Under what conditions is a coordinate transformation invertible in a neighborhood of some point?

Relevant Equations

N.

$A^{x'} = T(A^{x})$, where T is a linear transformation, in such way maybe i could express the transformation as a changing of basis from x to x' matrix:
$A^{x} = T_{mn}(A^{x'})$, in such conditions, i could say det $T_{mn} \neq 0$. But how to deal with, for example, $(x,y) -> (e^x,e^y)$ ?

 

[haruspex]

Think about the Jacobian.

 

[fresh_42]

Homework Statement:: Under what conditions is a coordinate transformation invertible in a neighborhood of some point?
Relevant Equations:: N.

$A^{x'} = T(A^{x})$, where T is a linear transformation, in such way maybe i could express the transformation as a changing of basis from x to x' matrix:
$A^{x} = T_{mn}(A^{x'})$, in such conditions, i could say det $T_{mn} \neq 0$. But how to deal with, for example, $(x,y) -> (e^x,e^y)$ ?

If the transformation is linear, you used the determinant criterion to check bijectivity. If it is not linear, then you obviously cannot use theorems about linear transformations.

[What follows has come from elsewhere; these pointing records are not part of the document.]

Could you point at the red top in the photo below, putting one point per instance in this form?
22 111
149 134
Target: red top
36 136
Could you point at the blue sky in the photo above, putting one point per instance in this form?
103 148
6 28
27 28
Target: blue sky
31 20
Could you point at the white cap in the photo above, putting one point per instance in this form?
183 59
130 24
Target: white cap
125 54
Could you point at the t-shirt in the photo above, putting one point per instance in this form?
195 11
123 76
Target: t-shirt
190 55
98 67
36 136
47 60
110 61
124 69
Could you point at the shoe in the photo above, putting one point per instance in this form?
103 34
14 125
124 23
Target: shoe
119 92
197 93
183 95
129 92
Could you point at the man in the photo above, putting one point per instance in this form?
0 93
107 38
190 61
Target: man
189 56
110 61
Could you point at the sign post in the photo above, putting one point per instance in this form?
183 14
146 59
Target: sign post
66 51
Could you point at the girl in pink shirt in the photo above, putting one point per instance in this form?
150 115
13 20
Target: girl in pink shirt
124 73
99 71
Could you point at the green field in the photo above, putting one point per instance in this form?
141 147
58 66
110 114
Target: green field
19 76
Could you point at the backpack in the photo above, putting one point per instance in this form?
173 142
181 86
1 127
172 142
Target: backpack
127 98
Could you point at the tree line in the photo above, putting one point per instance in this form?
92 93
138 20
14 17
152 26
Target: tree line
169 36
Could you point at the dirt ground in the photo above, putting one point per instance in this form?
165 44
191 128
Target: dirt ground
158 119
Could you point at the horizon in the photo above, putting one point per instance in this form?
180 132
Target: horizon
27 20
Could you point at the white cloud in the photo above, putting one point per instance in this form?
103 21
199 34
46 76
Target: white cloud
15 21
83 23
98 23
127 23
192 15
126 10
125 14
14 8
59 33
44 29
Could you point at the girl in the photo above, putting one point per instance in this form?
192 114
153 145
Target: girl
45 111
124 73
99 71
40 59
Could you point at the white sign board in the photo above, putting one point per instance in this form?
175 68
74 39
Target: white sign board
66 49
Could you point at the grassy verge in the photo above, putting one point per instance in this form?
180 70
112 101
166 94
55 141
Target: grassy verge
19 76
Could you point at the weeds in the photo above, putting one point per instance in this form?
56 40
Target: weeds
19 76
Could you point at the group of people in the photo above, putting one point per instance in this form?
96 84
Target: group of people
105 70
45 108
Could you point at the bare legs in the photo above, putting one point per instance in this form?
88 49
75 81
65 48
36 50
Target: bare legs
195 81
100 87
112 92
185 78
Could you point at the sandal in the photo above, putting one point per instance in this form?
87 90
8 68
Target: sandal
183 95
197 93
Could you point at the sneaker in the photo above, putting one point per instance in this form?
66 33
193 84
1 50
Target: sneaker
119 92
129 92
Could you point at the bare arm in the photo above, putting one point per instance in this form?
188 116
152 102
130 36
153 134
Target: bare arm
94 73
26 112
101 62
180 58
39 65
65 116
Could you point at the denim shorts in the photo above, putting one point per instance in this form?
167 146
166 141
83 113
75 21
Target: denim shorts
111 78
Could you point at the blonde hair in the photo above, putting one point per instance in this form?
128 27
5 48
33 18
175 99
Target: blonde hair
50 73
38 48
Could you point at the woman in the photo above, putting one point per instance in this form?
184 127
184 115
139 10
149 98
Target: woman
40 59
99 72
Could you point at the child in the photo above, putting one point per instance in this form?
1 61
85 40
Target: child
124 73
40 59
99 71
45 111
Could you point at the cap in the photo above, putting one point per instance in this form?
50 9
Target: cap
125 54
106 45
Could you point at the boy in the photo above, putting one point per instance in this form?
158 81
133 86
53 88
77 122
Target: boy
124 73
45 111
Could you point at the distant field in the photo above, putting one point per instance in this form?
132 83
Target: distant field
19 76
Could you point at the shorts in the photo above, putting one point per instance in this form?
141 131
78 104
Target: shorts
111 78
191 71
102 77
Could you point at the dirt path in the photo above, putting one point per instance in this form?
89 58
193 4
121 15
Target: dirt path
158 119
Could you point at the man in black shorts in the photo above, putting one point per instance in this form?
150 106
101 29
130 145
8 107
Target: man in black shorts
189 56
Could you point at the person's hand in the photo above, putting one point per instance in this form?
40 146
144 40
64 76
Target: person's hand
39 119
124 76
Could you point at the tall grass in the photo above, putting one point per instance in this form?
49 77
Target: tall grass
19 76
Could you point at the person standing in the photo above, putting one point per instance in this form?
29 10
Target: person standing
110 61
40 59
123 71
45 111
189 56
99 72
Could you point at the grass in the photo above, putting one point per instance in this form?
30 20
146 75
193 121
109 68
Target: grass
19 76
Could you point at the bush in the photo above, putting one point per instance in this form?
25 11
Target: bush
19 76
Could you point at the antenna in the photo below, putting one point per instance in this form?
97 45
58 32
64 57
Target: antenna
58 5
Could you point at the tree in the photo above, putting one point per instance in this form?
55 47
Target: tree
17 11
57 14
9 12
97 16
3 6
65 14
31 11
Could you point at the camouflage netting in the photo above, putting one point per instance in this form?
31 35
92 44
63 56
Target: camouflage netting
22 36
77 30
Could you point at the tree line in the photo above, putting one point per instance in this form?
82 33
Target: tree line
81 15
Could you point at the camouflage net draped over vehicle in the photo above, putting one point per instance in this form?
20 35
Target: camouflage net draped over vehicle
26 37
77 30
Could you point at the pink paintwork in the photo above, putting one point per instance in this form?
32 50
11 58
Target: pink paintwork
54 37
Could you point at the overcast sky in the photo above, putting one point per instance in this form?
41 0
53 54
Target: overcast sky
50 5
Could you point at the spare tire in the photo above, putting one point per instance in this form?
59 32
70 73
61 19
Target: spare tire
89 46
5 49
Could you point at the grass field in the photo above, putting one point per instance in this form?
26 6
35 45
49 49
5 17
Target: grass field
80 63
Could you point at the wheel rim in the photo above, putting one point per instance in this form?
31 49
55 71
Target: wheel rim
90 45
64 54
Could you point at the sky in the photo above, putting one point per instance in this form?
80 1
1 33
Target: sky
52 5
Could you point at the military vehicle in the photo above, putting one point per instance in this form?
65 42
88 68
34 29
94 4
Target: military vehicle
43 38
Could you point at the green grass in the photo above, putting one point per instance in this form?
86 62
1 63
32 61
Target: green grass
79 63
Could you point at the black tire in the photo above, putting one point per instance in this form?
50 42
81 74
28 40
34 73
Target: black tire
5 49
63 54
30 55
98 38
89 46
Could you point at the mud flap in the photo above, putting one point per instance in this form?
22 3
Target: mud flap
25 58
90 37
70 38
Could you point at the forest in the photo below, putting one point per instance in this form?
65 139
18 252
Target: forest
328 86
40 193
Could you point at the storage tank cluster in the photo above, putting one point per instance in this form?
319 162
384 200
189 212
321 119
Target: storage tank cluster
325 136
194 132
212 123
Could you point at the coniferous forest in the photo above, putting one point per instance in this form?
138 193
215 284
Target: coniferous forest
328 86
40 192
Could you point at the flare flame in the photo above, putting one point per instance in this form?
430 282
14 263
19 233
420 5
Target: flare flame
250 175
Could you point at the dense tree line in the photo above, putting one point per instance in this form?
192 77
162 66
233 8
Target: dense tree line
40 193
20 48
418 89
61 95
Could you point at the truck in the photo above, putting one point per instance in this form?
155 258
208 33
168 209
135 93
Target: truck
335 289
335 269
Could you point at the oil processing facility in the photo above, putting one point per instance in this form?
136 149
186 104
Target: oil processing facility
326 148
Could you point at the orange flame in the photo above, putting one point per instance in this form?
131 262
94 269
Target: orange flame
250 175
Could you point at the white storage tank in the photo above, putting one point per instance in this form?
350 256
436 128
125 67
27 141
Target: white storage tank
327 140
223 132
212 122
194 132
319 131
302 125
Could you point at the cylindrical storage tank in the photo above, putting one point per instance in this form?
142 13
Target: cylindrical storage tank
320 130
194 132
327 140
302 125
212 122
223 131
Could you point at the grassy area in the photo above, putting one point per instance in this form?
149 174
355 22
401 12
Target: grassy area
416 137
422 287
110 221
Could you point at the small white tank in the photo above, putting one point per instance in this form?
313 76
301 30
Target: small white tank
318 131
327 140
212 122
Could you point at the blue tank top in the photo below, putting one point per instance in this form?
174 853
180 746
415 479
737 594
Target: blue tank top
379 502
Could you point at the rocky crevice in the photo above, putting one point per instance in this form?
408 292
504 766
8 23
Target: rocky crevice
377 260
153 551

In that case you will have to define the inverse function and show that it is a bijection.

There is a difference between a bijection and an isomorphism. Isomorphisms belong to a certain category, here the category of vector spaces. This requires linearity. If the category is e.g. the topological spaces, then continuity in both directions is required, in the case of smooth manifolds it is differentiability. A bijection on the other hand is merely an isomorphism on the category of sets, where no further structure is considered, just sets.

By allowing an arbitrary coordinate transformation, you changed from the category of vector spaces to the category of sets. This means you forgot all linear structures. So you have to show that there is a second transformation $T'$ such that $T\circ T'$ and $T'\circ T$ are both identities of the corresponding set of vectors.